RUN ANTIVIRUS SOFTWARE
Antivirus software is useful for warning you about viruses coming in from email attachments and newly downloaded files. However, just because you’re running one doesn’t mean you won’t get a virus. A virus scanner is only as good as its latest definitions. Since new viruses are discovered daily, antivirus companies must constantly add new signatures to their definitions database. Most antivirus programs will automatically download these definitions on a regular basis until the subscription runs out. If your subscription expires, you’ll have to purchase another one or download a free alternative. Check out this post for some free anti-virus alternatives.
- Only open email attachments that you are expecting. Your friend may get a virus that automatically sends messages from their email address. If you receive a suspicious attachment from a friend, email them back and ask if they meant to send it to you.

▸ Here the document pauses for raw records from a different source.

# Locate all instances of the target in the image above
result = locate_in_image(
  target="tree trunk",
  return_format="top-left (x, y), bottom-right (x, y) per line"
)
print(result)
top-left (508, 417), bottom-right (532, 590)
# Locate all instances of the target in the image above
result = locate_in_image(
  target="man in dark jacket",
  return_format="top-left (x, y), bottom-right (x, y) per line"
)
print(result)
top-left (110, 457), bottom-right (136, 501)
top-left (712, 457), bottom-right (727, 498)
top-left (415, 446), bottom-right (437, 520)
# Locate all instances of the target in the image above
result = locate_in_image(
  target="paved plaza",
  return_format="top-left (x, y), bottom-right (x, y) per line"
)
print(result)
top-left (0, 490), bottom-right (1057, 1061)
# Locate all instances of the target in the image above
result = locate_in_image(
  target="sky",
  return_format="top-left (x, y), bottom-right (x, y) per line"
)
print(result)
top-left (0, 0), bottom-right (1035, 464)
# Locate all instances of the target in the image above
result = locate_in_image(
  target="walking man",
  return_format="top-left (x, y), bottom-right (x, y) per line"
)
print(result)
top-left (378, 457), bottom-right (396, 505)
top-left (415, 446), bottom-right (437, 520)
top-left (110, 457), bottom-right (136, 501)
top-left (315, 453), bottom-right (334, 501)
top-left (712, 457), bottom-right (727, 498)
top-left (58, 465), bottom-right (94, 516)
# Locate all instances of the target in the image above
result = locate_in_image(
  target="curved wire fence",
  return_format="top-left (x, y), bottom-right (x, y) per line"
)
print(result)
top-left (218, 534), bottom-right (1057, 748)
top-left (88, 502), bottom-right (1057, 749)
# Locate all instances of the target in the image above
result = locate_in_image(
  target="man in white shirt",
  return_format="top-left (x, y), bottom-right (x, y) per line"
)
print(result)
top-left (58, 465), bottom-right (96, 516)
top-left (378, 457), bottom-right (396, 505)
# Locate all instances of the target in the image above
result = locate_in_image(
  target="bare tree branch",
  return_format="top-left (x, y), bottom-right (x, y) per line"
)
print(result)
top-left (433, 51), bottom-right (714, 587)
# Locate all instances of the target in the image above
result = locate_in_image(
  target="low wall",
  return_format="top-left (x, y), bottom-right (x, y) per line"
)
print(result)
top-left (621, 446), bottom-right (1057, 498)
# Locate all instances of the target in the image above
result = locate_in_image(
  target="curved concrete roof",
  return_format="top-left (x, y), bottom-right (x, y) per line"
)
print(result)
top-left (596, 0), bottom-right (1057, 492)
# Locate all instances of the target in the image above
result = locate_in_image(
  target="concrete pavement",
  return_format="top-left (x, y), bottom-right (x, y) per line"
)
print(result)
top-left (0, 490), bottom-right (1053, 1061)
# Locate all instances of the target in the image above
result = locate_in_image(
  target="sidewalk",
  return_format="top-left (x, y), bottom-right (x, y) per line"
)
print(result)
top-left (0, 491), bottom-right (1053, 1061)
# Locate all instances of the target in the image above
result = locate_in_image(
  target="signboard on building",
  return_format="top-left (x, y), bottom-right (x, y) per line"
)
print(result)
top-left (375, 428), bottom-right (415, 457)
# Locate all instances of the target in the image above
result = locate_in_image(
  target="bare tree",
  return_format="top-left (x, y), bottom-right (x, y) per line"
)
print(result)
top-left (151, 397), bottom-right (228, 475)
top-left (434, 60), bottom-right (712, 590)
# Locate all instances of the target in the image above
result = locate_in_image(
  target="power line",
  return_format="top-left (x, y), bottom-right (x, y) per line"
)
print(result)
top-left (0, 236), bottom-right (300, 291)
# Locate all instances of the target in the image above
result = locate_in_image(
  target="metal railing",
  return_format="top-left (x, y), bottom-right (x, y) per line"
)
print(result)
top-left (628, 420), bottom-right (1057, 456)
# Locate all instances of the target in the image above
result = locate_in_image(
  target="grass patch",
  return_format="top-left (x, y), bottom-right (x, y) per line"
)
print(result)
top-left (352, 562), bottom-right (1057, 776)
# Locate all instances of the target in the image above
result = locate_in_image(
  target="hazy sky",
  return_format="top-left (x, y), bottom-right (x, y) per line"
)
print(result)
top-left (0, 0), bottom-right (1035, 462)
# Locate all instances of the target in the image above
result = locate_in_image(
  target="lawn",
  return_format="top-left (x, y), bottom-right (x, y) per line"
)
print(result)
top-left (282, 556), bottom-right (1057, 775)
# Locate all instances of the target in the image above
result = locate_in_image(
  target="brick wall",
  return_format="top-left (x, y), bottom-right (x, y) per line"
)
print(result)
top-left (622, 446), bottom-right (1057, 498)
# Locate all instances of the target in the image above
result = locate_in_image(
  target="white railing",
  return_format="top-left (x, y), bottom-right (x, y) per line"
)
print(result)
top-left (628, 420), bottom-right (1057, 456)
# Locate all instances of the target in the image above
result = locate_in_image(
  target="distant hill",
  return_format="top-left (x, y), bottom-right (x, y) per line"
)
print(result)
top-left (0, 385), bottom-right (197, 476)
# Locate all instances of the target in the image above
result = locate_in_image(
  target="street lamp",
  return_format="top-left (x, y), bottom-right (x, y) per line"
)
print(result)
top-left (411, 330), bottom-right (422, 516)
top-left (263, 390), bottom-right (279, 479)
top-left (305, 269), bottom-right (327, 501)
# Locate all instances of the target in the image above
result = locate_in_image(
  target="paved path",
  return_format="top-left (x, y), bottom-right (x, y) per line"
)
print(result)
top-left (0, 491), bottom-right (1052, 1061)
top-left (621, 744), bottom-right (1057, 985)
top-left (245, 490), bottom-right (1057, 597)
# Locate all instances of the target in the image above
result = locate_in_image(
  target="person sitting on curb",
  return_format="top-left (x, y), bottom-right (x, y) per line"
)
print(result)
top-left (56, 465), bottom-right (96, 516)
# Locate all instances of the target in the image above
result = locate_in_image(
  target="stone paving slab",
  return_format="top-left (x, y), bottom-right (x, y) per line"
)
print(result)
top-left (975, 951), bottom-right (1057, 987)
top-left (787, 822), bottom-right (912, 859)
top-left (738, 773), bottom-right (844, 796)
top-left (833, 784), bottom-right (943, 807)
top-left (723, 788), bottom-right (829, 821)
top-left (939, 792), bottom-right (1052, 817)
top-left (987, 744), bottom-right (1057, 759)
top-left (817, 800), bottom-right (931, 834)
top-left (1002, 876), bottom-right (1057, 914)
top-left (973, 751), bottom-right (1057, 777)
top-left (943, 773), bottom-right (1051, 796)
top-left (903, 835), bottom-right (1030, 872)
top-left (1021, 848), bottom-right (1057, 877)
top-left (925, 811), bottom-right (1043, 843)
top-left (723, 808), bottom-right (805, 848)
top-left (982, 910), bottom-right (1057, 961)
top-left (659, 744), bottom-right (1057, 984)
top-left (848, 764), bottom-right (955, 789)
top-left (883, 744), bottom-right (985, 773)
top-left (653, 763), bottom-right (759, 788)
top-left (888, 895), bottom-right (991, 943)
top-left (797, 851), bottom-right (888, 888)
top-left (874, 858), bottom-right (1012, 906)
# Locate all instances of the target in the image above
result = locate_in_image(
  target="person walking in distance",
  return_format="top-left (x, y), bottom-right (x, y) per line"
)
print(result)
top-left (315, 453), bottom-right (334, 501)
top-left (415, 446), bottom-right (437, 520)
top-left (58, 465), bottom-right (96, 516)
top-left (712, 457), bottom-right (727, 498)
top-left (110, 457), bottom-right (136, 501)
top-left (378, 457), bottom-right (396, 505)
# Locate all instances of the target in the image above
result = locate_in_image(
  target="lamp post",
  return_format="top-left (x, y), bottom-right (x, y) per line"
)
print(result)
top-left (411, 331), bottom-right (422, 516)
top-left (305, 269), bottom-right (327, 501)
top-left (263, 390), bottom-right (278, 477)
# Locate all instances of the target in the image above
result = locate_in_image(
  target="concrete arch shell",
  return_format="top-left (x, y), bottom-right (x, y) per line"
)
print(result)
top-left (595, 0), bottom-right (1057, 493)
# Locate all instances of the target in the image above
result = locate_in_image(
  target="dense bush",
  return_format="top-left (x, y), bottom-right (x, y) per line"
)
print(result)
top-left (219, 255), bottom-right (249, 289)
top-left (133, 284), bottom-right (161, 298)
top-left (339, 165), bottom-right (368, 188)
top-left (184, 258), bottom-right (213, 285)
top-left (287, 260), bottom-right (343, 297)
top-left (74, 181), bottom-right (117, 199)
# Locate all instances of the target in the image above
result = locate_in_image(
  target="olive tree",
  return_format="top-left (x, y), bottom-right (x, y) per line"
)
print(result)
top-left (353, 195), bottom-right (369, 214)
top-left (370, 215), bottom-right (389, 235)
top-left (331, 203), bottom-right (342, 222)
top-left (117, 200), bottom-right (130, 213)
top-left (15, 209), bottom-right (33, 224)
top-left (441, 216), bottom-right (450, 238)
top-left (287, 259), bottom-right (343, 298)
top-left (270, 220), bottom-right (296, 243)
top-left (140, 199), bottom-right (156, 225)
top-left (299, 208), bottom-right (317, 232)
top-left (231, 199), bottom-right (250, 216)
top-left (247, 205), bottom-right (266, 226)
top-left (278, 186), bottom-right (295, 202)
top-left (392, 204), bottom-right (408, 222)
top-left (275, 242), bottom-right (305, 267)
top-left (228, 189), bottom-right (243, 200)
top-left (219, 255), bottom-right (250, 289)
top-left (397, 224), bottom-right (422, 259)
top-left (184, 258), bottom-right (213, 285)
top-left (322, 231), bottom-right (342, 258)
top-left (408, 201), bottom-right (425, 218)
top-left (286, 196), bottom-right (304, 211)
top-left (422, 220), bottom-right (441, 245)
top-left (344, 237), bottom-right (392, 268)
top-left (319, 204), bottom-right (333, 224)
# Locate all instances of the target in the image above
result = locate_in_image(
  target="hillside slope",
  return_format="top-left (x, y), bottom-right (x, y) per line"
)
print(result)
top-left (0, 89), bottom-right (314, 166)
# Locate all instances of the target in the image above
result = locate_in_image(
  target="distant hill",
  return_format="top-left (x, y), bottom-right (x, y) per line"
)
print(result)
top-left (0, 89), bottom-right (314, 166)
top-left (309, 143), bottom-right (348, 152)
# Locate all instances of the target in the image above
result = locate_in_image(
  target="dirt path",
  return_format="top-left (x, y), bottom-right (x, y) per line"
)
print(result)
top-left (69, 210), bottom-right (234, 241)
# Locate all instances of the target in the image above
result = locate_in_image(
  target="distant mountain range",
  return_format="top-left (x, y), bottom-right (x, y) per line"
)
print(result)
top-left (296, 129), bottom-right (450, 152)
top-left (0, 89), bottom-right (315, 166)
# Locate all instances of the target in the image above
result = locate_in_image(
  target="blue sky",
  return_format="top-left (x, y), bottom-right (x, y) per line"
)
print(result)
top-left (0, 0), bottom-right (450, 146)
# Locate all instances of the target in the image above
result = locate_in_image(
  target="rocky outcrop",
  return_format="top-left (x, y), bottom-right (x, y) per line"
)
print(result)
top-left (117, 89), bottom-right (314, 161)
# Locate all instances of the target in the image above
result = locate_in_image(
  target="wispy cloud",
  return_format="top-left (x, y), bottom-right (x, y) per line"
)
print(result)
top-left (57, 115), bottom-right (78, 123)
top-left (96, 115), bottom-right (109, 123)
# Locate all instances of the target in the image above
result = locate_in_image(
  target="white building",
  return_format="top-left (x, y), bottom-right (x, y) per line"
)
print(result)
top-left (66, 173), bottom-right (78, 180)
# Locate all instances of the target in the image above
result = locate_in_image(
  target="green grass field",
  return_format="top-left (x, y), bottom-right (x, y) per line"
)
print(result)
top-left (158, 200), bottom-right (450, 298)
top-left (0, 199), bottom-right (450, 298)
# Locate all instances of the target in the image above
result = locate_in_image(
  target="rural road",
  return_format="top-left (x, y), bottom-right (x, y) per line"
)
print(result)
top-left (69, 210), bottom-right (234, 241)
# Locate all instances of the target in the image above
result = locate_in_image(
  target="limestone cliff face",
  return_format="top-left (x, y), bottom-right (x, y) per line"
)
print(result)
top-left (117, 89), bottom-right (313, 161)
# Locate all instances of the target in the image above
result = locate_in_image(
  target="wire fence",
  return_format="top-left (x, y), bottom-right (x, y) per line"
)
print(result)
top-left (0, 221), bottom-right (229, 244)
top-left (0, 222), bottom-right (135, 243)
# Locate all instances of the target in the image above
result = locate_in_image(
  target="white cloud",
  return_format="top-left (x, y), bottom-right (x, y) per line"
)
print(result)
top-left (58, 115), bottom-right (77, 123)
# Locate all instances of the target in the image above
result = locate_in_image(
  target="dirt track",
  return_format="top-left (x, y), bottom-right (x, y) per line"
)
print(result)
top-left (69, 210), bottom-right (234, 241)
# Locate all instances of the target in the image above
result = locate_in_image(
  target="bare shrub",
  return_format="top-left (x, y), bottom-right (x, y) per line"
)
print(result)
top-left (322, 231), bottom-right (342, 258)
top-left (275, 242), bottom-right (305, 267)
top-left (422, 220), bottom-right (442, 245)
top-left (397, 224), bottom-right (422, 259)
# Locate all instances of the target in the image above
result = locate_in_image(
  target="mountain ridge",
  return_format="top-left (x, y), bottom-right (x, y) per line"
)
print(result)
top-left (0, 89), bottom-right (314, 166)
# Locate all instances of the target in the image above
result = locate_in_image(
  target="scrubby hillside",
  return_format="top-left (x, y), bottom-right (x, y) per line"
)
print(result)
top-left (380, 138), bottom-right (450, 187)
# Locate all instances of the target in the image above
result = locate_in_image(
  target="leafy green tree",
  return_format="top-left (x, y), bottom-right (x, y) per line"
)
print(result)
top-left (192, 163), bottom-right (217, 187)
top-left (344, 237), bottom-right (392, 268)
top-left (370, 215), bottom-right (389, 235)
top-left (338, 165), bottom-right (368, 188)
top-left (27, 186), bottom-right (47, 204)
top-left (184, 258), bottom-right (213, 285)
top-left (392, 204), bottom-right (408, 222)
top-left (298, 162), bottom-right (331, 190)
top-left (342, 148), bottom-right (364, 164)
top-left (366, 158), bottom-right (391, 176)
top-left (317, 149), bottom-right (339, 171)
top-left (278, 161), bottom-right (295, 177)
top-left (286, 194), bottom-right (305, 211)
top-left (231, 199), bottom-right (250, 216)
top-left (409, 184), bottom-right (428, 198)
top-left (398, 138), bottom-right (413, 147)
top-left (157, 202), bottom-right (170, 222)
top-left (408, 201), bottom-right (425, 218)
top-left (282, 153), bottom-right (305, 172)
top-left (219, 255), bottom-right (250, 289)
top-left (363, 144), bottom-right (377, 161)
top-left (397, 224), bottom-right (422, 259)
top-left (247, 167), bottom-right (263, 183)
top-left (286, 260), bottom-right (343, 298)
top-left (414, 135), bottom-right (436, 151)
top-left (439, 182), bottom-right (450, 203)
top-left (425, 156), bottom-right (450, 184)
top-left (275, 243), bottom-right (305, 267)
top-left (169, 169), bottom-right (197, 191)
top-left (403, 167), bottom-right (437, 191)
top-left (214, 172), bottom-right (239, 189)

- Don’t even open emails from people you don’t recognize. Just opening an email can cause your computer to become infected. Because of this, you should disable the preview pane in your mail program. This site shows you how to do so in Outlook Express or Windows Mail.
Email is also the primary vector for identity theft. You have probably noticed emails that pose as your financial institution (or Ebay or PayPal) that ask you to verify your account information. No financial institution, Ebay, or PayPal will ever ask you to do this via email!
Visit only trusted web sites
This step will probably be difficult to follow because many people like to search the Internet for information and end up on random web sites. The problem is, you never know when you might stumble upon a website infected with malicious code.
If you do want to continue browsing random pages on the Internet, make sure you are doing so with an up to date web browser and operating system! For additional security, AVG’s antivirus program now comes with a security toolbar that will scan each search result you receive and place a check mark beside the safe ones (see below).
Install only trusted software
Sometimes free software comes bundles with spyware and adware. A good example of this were the first editions of Kazaa, a free file sharing program. To avoid installing this type of software you should make sure you get it from a trusted source such as www.download.com or www.snapfiles.com. It’s best to avoid downloading free software from unknown web pages as they may contain viruses, spyware, or trojans. It’s a good idea scan the downloaded file with your virus scanner before you open it. I like to use Virus Total for this purpose.
Well that covers some of the basics of PC security. Once you have a firewall enabled, your software up to date, and antivirus up and running you should be 99% safe! Just make sure you steer clear of suspicious emails, attachments, and sketchy webpages.